Маэстро Абрагам быстро вскочил с места и бросился к окну. Глубокий вздох свидетельствовал, что отверстая рана еще сочится кровью. Крейслер почтил молчанием глубокую скорбь старика.

— Вы не можете теперь вернуться в город, капельмейстер, — заговорил после долгого молчания маэстро. — Близится полночь, а на дворе, сами знаете, бродят злые двойники, да и всякая другая опасная нечисть может перебежать вам дорогу. Оставайтесь у меня! Безумство, какое безумство…

(М. пр.)…если бы такую непристойность допустили в священном месте — я разумею аудиторию.
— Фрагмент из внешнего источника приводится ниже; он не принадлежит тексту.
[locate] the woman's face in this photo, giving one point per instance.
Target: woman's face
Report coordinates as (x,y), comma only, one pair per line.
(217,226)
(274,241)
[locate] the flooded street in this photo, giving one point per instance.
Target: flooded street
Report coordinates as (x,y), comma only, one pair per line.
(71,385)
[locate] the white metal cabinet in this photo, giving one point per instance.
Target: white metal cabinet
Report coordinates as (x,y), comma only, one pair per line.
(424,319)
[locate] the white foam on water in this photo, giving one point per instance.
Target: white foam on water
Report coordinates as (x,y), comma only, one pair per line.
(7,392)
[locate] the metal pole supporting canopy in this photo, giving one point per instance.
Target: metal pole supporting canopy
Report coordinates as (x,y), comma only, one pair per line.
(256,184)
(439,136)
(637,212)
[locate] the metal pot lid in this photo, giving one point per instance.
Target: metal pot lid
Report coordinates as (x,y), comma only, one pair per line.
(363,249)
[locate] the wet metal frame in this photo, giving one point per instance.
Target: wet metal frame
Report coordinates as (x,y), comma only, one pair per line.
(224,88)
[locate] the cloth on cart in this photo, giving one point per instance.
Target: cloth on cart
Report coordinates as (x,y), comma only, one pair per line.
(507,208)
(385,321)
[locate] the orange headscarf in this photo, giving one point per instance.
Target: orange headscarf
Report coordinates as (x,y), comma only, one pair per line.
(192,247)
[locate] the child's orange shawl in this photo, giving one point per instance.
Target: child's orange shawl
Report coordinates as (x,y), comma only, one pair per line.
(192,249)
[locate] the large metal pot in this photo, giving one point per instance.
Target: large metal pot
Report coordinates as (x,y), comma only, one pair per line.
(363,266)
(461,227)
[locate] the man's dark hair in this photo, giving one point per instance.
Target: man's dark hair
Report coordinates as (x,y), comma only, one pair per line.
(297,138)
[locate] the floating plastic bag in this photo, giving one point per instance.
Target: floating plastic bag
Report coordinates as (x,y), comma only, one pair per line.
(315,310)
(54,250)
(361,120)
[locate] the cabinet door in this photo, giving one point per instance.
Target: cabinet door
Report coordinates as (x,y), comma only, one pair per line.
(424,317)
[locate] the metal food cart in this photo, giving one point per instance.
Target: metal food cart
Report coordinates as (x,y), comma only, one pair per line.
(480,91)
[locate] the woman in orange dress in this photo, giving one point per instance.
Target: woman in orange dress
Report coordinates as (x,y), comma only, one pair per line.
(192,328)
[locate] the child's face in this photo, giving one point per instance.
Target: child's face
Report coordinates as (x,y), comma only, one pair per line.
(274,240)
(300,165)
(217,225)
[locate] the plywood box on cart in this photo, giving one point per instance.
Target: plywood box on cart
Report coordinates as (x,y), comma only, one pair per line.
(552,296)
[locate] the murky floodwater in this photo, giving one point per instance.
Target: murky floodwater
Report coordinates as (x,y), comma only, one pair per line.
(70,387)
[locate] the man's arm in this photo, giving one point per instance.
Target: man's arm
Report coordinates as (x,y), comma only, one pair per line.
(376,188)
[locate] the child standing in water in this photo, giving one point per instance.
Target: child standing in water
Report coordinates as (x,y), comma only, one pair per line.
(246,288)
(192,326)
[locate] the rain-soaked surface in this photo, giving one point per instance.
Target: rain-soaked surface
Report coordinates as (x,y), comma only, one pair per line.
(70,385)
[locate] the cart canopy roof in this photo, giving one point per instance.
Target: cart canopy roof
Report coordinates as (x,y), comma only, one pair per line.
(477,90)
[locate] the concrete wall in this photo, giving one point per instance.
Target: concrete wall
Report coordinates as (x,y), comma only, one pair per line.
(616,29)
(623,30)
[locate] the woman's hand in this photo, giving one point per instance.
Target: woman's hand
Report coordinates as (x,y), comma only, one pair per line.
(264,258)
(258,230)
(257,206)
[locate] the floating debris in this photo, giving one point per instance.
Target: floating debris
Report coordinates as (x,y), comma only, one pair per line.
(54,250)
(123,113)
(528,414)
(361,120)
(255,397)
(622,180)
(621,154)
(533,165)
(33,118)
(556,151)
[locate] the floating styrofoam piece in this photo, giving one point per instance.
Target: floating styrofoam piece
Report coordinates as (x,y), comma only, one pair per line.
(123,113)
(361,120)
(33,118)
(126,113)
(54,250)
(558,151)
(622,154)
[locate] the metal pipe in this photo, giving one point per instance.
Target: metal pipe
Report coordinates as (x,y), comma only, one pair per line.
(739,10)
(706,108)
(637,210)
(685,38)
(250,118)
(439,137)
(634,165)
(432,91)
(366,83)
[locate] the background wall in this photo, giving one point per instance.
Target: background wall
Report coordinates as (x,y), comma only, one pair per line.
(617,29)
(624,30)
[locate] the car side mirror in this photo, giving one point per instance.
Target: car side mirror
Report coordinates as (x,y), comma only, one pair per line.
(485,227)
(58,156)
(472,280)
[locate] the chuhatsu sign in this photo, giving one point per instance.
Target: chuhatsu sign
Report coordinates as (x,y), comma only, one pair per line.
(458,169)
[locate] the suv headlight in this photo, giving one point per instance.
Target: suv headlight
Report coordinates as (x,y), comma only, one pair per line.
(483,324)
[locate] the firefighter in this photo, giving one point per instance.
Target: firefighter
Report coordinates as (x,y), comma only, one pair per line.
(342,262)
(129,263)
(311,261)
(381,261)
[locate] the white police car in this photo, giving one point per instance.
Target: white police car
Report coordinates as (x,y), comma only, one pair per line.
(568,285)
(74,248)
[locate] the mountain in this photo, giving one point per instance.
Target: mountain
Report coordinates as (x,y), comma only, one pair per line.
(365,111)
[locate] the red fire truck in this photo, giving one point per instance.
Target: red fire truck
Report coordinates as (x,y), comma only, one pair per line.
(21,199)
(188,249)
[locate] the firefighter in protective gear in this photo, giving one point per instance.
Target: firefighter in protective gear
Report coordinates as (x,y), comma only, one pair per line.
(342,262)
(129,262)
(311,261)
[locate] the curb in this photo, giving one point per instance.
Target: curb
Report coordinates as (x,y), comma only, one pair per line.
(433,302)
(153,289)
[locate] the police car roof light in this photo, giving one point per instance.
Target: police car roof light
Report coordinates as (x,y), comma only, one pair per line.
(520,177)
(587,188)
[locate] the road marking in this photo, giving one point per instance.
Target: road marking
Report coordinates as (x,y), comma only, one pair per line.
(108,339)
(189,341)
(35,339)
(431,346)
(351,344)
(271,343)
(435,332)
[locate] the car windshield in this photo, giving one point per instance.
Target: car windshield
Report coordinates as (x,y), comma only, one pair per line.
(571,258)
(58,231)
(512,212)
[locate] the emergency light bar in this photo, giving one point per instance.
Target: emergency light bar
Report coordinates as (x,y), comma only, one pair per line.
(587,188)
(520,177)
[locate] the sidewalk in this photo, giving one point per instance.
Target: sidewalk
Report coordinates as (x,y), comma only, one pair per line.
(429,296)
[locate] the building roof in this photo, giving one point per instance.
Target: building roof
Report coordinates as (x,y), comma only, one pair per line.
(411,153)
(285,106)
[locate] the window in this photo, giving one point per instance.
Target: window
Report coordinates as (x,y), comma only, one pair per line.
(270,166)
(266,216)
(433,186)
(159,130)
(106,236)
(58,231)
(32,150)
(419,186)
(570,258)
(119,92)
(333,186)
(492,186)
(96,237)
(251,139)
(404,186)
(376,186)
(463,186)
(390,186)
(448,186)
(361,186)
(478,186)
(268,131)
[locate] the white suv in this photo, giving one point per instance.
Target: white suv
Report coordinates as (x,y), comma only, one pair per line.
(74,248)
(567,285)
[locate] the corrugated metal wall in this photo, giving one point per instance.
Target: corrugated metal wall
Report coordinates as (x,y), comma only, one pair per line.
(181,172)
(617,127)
Мне что-то душно, сердце щемит, возвышенные мысли теснятся в голове, я не могу более писать и должен выйти ненадолго прогуляться.

Мне делается легче, я возвращаюсь к письменному столу. Но то, чем полно сердце, выпархивает из уст, и, разумеется, из-под кончика пера поэта! Как-то мой хозяин рассказывал, что в одной старинной книге говорится про некоего любопытного чудака, у коего в теле бродила особая materia peccans[76], выходившая только через пальцы. Он же подкладывал под руку лист хорошей белой бумаги и туда стекала вся вредная бродящая жидкость. Эти мерзкие выделения он называл стихами, рожденными в тайниках души. Я склонен считать это злой сатирой, но и у меня самого бывает странное ощущение, я бы назвал его духовными коликами; порой они пронизывают меня до кончиков лап, понуждая записывать все пришедшие на ум мысли. То же происходит со мной и ныне, и пусть это принесет мне лишь вред, пусть недалекие коты в своем ослеплении придут в ярость, пусть даже захотят испробовать на мне остроту своих когтей, — я должен излить свои чувства!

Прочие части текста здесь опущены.